Assolto perché il fatto non costituisce reato. Con questa formula il gip Silvia Carpanini ha assolto dall’accusa di eccesso colposo di legittima difesa l’agente che il 10 giugno 2018 uccise con sei colpi di pistola il ventenne Jefferson Tomalà, che minacciava il suicidio armato di una coltello da cucina.

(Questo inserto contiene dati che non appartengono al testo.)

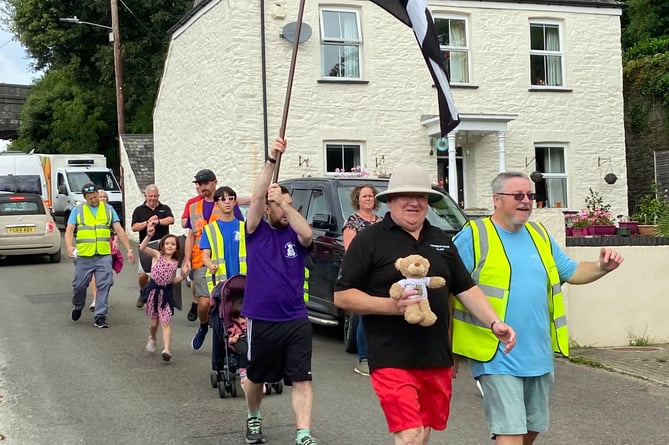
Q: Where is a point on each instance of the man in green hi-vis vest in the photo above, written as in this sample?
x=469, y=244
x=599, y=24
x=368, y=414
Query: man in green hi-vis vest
x=521, y=268
x=93, y=221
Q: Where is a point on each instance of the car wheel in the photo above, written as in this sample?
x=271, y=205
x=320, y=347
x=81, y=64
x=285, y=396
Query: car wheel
x=55, y=258
x=350, y=332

In attesa dell’autorizzazione del trattamento sanitario obbligatorio, gli agenti fallirono i tentativi di trattare con il ragazzo e, nel tentativo di disarmarlo, fecero irruzione nella sua stanza spruzzando spray al peperoncino. Oggetto del processo solo l’ultima fase, convulsa, delle operazioni, quando per difendere l’agente che ha ritenuto opportuno spruzzare lo spray urticante nel piccolo spazio chiuso dalla reazione rabbiosa di Jefferson, un collega era stato colpito più volte e, in grave pericolo di vita, era stato difeso dallo stesso agente che aveva reso l’aria irrespirabile, che in quella situazione, secondo il giudice, non poteva far altro che sparare. “E sei colpi sono stati quelli necessari per rendere inoffensivo il ragazzo che, in quel momento, era completamente fuori controllo e pericoloso” come spiega l’avvocato dell’agente assolto. Il processo si è svolto questa mattina a porte chiuse, con rito abbreviato e le motivazioni della sentenza saranno depositate tra 60 giorni, ma la polemica non si placa. “Non è giusto, come si fa ad assolvere uno che ha ammazzato un ragazzo che non faceva nulla? È assurdo ed è da criminali – si sfoga la madre di Jefferson Tomalà -. Neanche il peggiore criminale si potrebbe uccidere nel suo letto”.

Per il giudice il poliziotto ha reagito in modo proporzionale rispetto alla gravità della situazione e non aveva alternative, ma perché una situazione del genere, un tentativo di suicidio, è potuta degenerare e sfuggire completamente dal controllo? È questo l’interrogativo degli amici e dei familiari che hanno atteso la sentenza fuori dal tribunale continuano a ripetere: “Si sono soffermati sulle ultime fasi dell’operazione – spiegano – ma hanno chiuso gli occhi sulle modalità di intervento che hanno portato all’omicidio, nessuno è stato chiamato a rispondere sul suo operato e – non avendo messo in discussione l’azione – potrebbe succedere ancora ad altri.”

Inoltre ricordano che, in teoria, i trattamenti sanitari obbligatori (TSO), dovrebbero prevedere la convalida del provvedimento da parte del sindaco, ma nella pratica raramente avviene così: ”Gli operatori non attendono e, quasi sempre, la convalida arriva quando il paziente è già ricoverato.”